Misto de veneno e mel, derramando por dentro, alastrando quente, tocando em
tudo, permeando a minha história e me seguindo, incansável, aonde quer que eu
fosse. A qual eu chamava por diferentes nomes, em diferentes épocas, como se
houvesse esquecido do que se tratava.
*
Quando, por algum descuido meu, a
voz daquela saudade conseguia driblar os disfarces do meu ouvido, sussurrando
ou gritando ela pedia que eu me entregasse. Que jogasse as armas no chão. Que
puxasse o fio do tecido de que eram feitas as máscaras. Que parasse com os
truques. Que derrubasse o muro que ergui. Que desistisse de continuar
catalogando novas ilusões. Em pânico, eu lhe dizia que não. Como um peixe que
nega o mar. Como um pássaro que rejeita as asas. E a cada vez que dizia, a cada
vez que a negava, a vida se escondia um pouco mais.
*
Naquela manhã, quando acordei,
sua fala mansa me pegou desprevenida. Eu tinha todo o medo do mundo, mas
sentia, com alívio, que já não tinha mais a mesma resistência para esquivar-me
dela. As armas que eu manejara, habilmente, por tanto tempo, tornavam-se cada
vez mais obsoletas. O tecido das máscaras estava esgarçado; algumas já haviam
até caído, desfeitas, pelo caminho. A maioria dos truques tornaram-se tão
conhecidos que não conseguiam mais me enganar, ainda que eu tentasse. O muro,
repleto de rachaduras em vários pontos, tombava, lentamente, em pequenos
pedaços, a cada passo que dava. As ilusões se dissipavam, uma a uma, deixando
cada vez mais à mostra os seus olhos pousados nos meus.
*
A saudade era do ser que me
habitava. Que eu era, antes de estar qualquer coisa. Por trás das armas. Das
máscaras. Dos truques. Do muro. Das ilusões. Acima. Apesar deles. Que encontrava,
raramente, entre gestos tímidos e tensos, quando furava o meu esquema de
segurança, vinha ao meu encontro e se misturava comigo de tal forma que, por
alguns instantes, éramos um. Que luzia, ainda que eu ofuscasse. Que me ligava a
todas as coisas, ainda que eu me afastasse de todas elas. Que jogava sementes,
ainda que eu arrancasse os brotos. Que era terra molhada, quando eu era
deserto.
*
A saudade era do ser que morava
em mim. Que tinha um sol inteiro para me dar, quando a vela, de chama trêmula,
que eu levava, estava se acabando. Que cultivava sorrisos atrás dos meus
pântanos. Que não tinha idade. Que abraçava grande. Que pronunciava, sem baixar
a voz, palavras como ternura, encanto, fascínio, pureza. Que atraía almas
conterrâneas. Com uma musicalidade semelhante. Uma fragrância familiar. Com
cheiro de bolo de vó. De sonho sem medo. De vida beijada.
*
A saudade era do ser, em mim, que
entendia de crisálidas. De sede. Pés. Miragens. Da dor das noites que esquecem
de dormir. Das emoções que hesitam despertar. E, conhecendo as dores,
chamando-as pelos nomes, não se agarrava a elas. Que se via em tudo. Em todos.

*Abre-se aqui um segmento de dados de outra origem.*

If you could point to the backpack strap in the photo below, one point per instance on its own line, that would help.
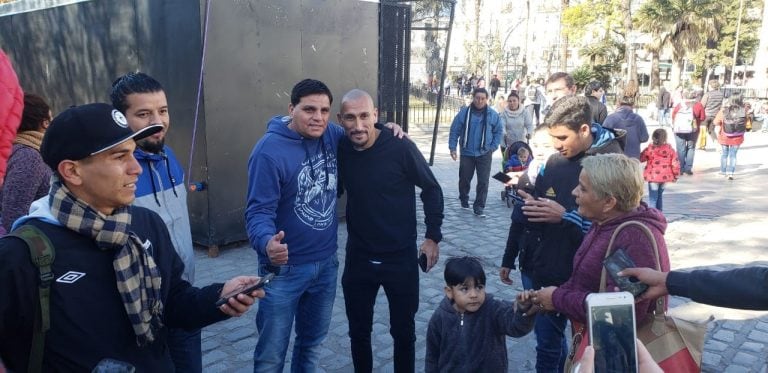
(42, 254)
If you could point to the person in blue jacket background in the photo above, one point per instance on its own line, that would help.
(160, 188)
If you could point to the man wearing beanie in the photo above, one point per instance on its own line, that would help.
(477, 131)
(116, 283)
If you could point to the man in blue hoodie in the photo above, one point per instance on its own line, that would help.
(479, 130)
(160, 188)
(555, 229)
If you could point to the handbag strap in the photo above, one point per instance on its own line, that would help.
(661, 301)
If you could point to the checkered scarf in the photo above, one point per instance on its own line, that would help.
(138, 278)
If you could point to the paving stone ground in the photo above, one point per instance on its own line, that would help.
(712, 222)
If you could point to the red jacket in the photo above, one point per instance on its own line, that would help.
(11, 106)
(662, 164)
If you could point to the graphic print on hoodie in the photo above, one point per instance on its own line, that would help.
(316, 197)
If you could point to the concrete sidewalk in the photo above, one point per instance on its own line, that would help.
(713, 222)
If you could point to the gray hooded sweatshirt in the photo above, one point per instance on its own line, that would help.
(473, 342)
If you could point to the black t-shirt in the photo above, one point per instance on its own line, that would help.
(381, 205)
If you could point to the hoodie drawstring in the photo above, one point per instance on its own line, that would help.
(311, 164)
(170, 175)
(152, 181)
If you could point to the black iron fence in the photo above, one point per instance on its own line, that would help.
(423, 108)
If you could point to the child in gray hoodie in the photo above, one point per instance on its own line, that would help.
(467, 332)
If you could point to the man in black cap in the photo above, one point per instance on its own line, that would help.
(116, 284)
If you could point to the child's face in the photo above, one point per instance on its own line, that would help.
(466, 297)
(541, 144)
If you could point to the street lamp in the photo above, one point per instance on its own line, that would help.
(488, 45)
(515, 53)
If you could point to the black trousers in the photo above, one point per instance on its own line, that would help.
(360, 282)
(467, 167)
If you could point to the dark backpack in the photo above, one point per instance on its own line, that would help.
(735, 121)
(42, 254)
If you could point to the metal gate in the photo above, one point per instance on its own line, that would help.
(394, 62)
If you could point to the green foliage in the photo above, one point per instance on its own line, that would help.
(586, 73)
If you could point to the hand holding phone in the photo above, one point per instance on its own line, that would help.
(615, 263)
(504, 178)
(263, 281)
(611, 322)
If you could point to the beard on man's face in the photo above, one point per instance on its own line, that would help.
(150, 146)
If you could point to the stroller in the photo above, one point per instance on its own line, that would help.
(512, 162)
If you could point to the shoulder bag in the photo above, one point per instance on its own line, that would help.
(675, 344)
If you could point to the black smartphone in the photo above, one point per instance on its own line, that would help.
(617, 261)
(500, 176)
(423, 262)
(247, 290)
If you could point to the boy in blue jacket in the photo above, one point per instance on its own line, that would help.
(467, 332)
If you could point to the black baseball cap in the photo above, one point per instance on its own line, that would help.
(82, 131)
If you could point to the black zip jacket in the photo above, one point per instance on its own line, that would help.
(88, 319)
(546, 250)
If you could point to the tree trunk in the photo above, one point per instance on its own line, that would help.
(677, 71)
(761, 55)
(655, 78)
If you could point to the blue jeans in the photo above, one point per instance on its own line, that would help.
(304, 292)
(655, 191)
(728, 159)
(184, 346)
(551, 347)
(685, 152)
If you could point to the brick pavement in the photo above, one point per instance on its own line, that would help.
(712, 222)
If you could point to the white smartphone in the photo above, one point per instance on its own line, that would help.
(612, 333)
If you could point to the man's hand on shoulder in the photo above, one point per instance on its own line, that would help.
(432, 251)
(397, 130)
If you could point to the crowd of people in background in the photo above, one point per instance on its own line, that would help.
(99, 183)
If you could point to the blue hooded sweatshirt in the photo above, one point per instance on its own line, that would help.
(160, 188)
(292, 188)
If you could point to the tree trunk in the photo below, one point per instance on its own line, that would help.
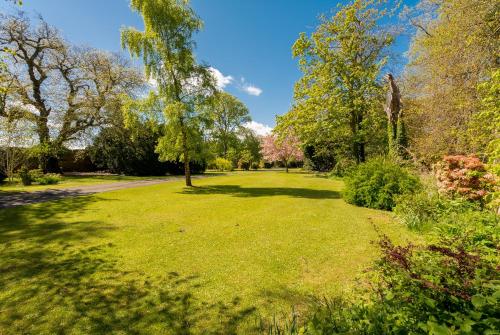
(47, 161)
(187, 169)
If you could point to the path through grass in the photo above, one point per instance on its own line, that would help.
(166, 259)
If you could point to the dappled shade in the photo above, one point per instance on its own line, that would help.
(238, 191)
(54, 280)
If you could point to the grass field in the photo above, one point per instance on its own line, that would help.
(165, 259)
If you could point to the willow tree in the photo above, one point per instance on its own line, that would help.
(64, 91)
(166, 48)
(339, 95)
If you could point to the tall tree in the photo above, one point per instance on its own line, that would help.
(166, 47)
(397, 138)
(455, 48)
(227, 115)
(64, 91)
(338, 95)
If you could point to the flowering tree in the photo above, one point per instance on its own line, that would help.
(281, 150)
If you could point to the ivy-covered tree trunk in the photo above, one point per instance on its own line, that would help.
(185, 149)
(48, 162)
(396, 130)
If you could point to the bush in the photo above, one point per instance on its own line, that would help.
(448, 285)
(428, 208)
(223, 164)
(464, 176)
(48, 179)
(376, 184)
(36, 174)
(25, 176)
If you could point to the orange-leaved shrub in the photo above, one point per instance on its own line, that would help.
(465, 176)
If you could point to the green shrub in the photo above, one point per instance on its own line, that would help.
(36, 174)
(48, 179)
(25, 176)
(448, 285)
(428, 208)
(376, 184)
(223, 164)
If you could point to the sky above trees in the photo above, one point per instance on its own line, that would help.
(248, 43)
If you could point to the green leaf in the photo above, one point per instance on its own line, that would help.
(478, 301)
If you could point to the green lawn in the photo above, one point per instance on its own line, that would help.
(165, 259)
(69, 181)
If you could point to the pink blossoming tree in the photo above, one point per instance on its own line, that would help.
(281, 150)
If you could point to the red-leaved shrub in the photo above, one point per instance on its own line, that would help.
(465, 176)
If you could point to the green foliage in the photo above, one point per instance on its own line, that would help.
(226, 115)
(166, 47)
(338, 96)
(25, 176)
(485, 124)
(377, 183)
(48, 179)
(223, 164)
(447, 285)
(245, 161)
(398, 139)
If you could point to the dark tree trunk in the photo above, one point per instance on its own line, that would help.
(187, 169)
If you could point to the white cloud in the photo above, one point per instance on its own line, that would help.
(153, 83)
(252, 90)
(249, 88)
(220, 79)
(259, 128)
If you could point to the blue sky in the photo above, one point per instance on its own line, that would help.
(247, 41)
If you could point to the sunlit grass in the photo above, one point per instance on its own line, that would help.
(166, 259)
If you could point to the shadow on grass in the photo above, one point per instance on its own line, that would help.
(55, 279)
(238, 191)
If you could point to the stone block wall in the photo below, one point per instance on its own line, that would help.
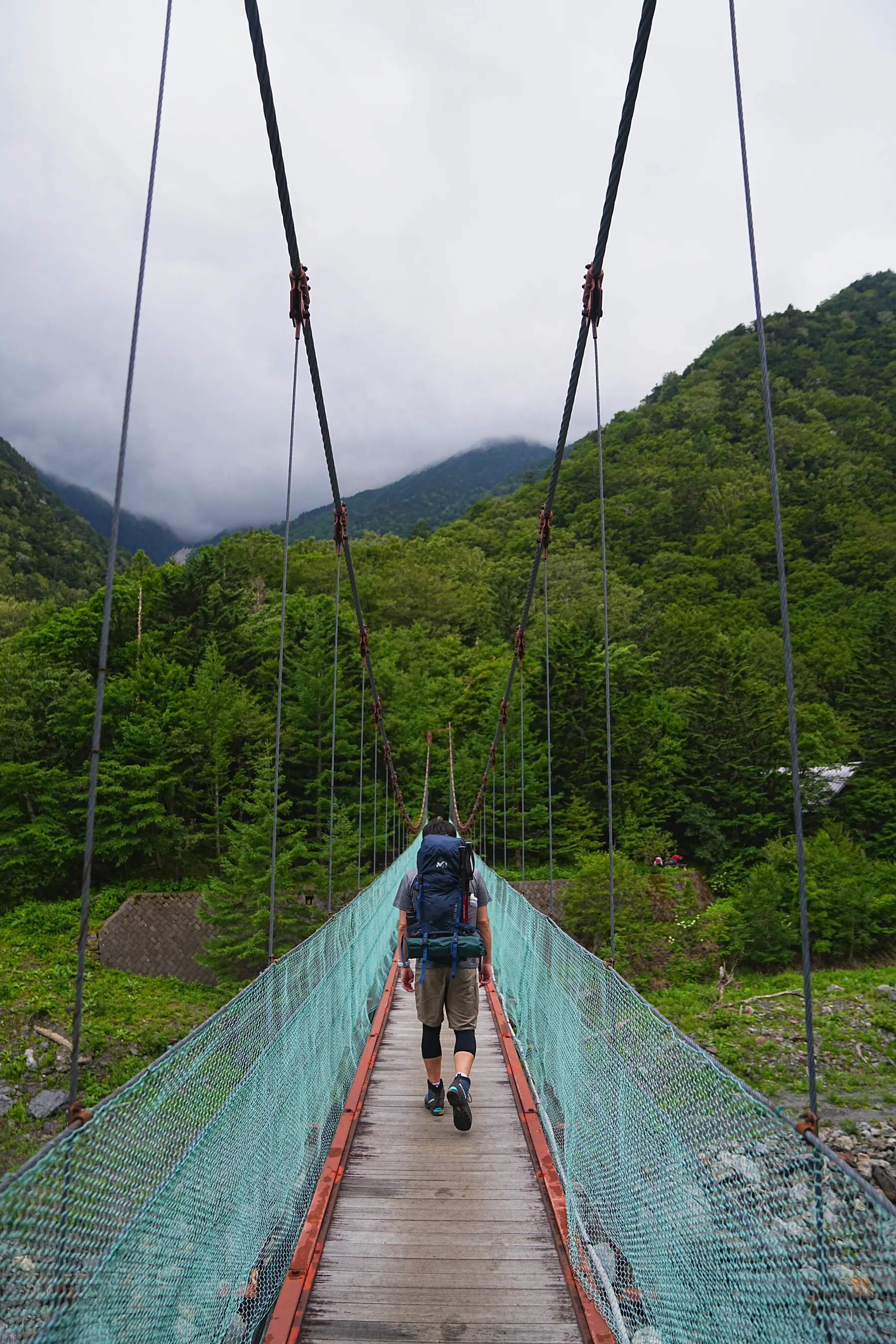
(156, 934)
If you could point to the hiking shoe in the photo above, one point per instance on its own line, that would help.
(435, 1099)
(458, 1097)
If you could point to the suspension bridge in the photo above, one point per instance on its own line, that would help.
(273, 1176)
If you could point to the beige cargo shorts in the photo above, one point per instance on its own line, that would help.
(440, 994)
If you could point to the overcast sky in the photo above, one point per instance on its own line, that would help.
(448, 167)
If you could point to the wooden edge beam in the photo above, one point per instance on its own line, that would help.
(591, 1323)
(289, 1310)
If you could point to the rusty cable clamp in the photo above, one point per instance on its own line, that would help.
(545, 530)
(340, 527)
(593, 299)
(300, 300)
(78, 1115)
(519, 643)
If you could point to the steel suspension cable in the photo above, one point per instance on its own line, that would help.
(547, 691)
(332, 753)
(360, 780)
(376, 752)
(107, 607)
(593, 283)
(504, 760)
(782, 589)
(522, 783)
(301, 316)
(280, 666)
(606, 652)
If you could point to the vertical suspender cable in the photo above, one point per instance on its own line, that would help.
(606, 652)
(522, 783)
(504, 761)
(107, 605)
(360, 780)
(547, 690)
(782, 590)
(332, 753)
(280, 669)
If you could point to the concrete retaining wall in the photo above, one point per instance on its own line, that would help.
(158, 934)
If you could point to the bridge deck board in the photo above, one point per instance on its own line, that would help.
(439, 1235)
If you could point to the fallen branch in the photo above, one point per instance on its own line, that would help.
(739, 1003)
(54, 1035)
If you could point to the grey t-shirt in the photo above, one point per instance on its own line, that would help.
(406, 901)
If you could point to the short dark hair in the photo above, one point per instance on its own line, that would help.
(440, 827)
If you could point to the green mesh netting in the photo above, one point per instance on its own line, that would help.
(147, 1225)
(695, 1213)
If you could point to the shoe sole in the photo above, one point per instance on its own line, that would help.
(461, 1108)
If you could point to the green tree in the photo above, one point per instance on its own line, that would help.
(237, 903)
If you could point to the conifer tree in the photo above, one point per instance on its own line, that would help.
(237, 902)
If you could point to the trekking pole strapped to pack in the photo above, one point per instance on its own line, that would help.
(440, 930)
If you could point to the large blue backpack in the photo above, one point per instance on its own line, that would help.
(441, 930)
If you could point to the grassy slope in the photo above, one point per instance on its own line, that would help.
(128, 1022)
(765, 1042)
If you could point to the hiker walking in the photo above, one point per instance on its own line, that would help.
(444, 924)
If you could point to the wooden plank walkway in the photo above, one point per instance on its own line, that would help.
(439, 1235)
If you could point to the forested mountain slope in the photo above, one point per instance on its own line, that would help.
(46, 549)
(426, 499)
(695, 602)
(700, 734)
(136, 533)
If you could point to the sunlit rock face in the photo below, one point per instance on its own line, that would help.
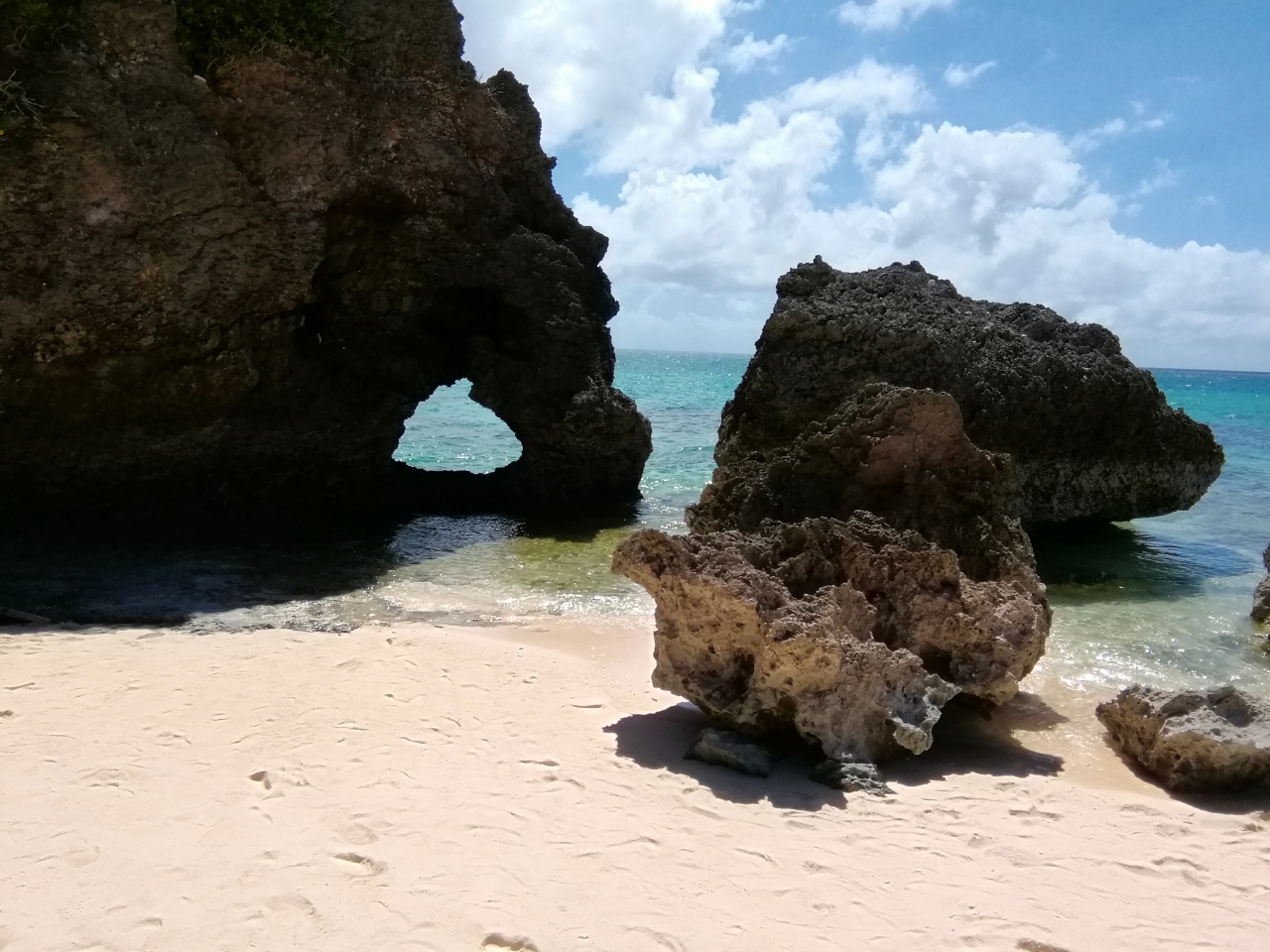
(851, 633)
(1194, 742)
(1088, 434)
(232, 295)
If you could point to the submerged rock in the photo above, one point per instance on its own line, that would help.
(897, 452)
(1194, 742)
(1261, 597)
(1088, 434)
(730, 749)
(851, 633)
(230, 294)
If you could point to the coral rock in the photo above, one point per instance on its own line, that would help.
(1261, 597)
(730, 749)
(1088, 434)
(851, 633)
(1194, 742)
(235, 291)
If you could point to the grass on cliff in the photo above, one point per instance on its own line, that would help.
(213, 32)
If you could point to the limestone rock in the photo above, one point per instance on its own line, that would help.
(1088, 434)
(1261, 597)
(1194, 742)
(897, 452)
(851, 633)
(730, 749)
(851, 777)
(231, 294)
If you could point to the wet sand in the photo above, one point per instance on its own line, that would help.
(522, 787)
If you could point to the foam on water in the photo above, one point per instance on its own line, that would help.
(1160, 599)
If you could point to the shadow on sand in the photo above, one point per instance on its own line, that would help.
(964, 743)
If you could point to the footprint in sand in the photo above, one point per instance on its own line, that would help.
(498, 942)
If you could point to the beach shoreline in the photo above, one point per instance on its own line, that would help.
(439, 787)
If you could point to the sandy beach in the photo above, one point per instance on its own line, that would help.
(524, 787)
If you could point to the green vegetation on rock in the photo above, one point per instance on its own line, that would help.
(212, 32)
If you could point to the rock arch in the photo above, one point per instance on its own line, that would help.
(229, 298)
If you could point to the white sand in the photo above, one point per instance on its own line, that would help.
(418, 787)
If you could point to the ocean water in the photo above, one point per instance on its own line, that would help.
(1164, 601)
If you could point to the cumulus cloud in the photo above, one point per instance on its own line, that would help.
(749, 53)
(712, 211)
(887, 14)
(590, 63)
(957, 75)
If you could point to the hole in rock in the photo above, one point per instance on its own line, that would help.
(451, 431)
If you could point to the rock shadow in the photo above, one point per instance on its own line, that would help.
(965, 742)
(659, 742)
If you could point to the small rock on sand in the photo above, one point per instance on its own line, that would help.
(730, 749)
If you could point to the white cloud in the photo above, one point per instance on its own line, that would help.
(712, 211)
(588, 63)
(957, 75)
(887, 14)
(749, 53)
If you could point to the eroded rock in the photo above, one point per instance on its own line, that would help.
(1261, 597)
(231, 294)
(851, 633)
(897, 452)
(730, 749)
(1194, 742)
(1088, 434)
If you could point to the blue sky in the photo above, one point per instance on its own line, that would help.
(1106, 159)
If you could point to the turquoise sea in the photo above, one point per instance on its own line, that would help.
(1162, 599)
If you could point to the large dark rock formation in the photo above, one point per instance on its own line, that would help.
(234, 294)
(1088, 434)
(1194, 742)
(1261, 597)
(896, 452)
(851, 633)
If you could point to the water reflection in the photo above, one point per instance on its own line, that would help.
(1127, 561)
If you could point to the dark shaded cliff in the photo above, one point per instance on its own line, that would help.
(1088, 435)
(227, 296)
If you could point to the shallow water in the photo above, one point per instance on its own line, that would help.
(1161, 599)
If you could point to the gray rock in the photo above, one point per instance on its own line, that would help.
(730, 749)
(897, 452)
(1088, 434)
(1261, 597)
(851, 633)
(1194, 742)
(851, 777)
(230, 295)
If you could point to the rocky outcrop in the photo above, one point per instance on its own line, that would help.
(1261, 597)
(851, 633)
(892, 451)
(1194, 742)
(231, 294)
(1088, 434)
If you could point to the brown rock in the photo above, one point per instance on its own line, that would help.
(897, 452)
(1194, 742)
(230, 295)
(851, 633)
(1088, 434)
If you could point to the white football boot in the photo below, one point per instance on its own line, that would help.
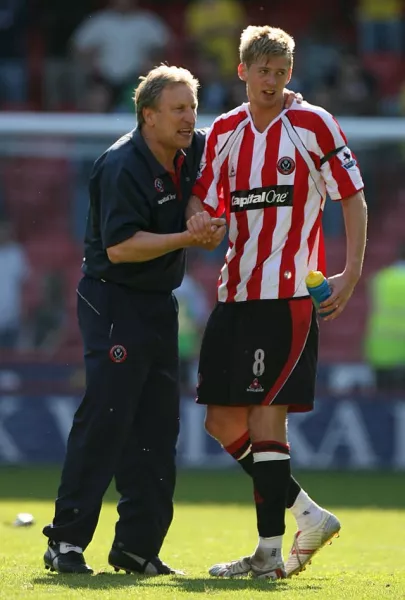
(309, 541)
(261, 565)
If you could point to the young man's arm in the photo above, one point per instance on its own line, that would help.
(355, 218)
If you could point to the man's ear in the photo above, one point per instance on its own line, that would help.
(242, 72)
(148, 115)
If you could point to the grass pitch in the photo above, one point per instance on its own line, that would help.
(215, 521)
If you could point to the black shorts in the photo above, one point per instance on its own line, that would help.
(260, 352)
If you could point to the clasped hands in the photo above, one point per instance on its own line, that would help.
(206, 231)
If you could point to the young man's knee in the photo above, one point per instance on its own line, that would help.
(268, 423)
(226, 423)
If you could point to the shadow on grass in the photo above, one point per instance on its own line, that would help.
(332, 488)
(112, 581)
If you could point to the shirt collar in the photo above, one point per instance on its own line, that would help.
(140, 144)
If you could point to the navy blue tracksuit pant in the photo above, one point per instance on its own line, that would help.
(128, 422)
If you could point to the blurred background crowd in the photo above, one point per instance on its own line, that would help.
(87, 57)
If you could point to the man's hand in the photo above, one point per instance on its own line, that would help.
(290, 96)
(216, 238)
(202, 227)
(342, 286)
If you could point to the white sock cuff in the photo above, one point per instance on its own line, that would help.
(264, 456)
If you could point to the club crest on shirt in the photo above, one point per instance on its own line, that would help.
(346, 158)
(201, 169)
(255, 386)
(159, 185)
(118, 353)
(285, 165)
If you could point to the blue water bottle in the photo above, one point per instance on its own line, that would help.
(318, 288)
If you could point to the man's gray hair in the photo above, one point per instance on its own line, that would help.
(257, 43)
(150, 89)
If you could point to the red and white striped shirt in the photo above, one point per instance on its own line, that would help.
(273, 202)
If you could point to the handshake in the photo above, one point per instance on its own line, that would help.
(206, 231)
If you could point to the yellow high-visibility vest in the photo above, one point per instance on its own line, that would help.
(385, 337)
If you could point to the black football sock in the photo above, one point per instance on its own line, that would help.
(271, 479)
(241, 451)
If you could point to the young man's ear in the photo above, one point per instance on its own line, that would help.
(242, 72)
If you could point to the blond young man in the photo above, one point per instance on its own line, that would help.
(269, 169)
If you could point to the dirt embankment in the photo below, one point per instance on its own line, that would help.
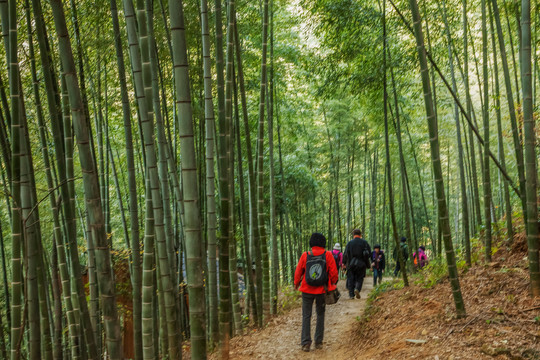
(503, 321)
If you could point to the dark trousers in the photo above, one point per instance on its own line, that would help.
(307, 309)
(377, 274)
(355, 280)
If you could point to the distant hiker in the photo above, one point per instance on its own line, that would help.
(420, 257)
(315, 273)
(378, 263)
(357, 259)
(405, 252)
(338, 256)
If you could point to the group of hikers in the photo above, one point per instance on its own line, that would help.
(318, 272)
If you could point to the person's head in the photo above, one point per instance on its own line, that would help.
(357, 233)
(317, 239)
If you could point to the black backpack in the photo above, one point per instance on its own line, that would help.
(366, 254)
(316, 273)
(336, 259)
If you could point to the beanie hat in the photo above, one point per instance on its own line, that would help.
(317, 239)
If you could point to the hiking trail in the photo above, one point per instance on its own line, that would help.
(281, 338)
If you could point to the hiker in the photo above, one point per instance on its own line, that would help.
(356, 257)
(378, 263)
(420, 257)
(315, 274)
(404, 251)
(338, 256)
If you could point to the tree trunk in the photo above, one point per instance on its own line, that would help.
(192, 224)
(530, 153)
(435, 156)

Que confiava nas pessoas. Que sabia que as pessoas são, em essência, amor,
disfarçadas de espelhos, que refletem umas para as outras aquilo que impede que
se mostrem e se vejam como são.
*
A saudade era do ser que me fazia
acreditar que eu não era uma turista num planeta estrangeiro nem uma
sobrevivente de uma civilização extinta, como tantas vezes sentia. E me
ensinava que toda vez que eu achasse que os outros precisavam de legendas para
me entender, eu poderia recorrer aos idiomas que o coração entende. Um sorriso.
Um olhar. Um abraço.
*
A saudade era do amor que aquele
ser emanava e do qual eu era feita. Da seiva que permeava todo o jardim. Que
era o meu corpo, por trás da roupa de gente que eu usava e da qual precisava
cuidar com o carinho com que se cuida da roupa do amado, embora raramente eu
lembrasse disso. Da porção em mim que era mágica e sábia. Humilde e serena. Que
me intuía. Que me ajudava a desenhar o meu caminho. Encontrar o meu acorde.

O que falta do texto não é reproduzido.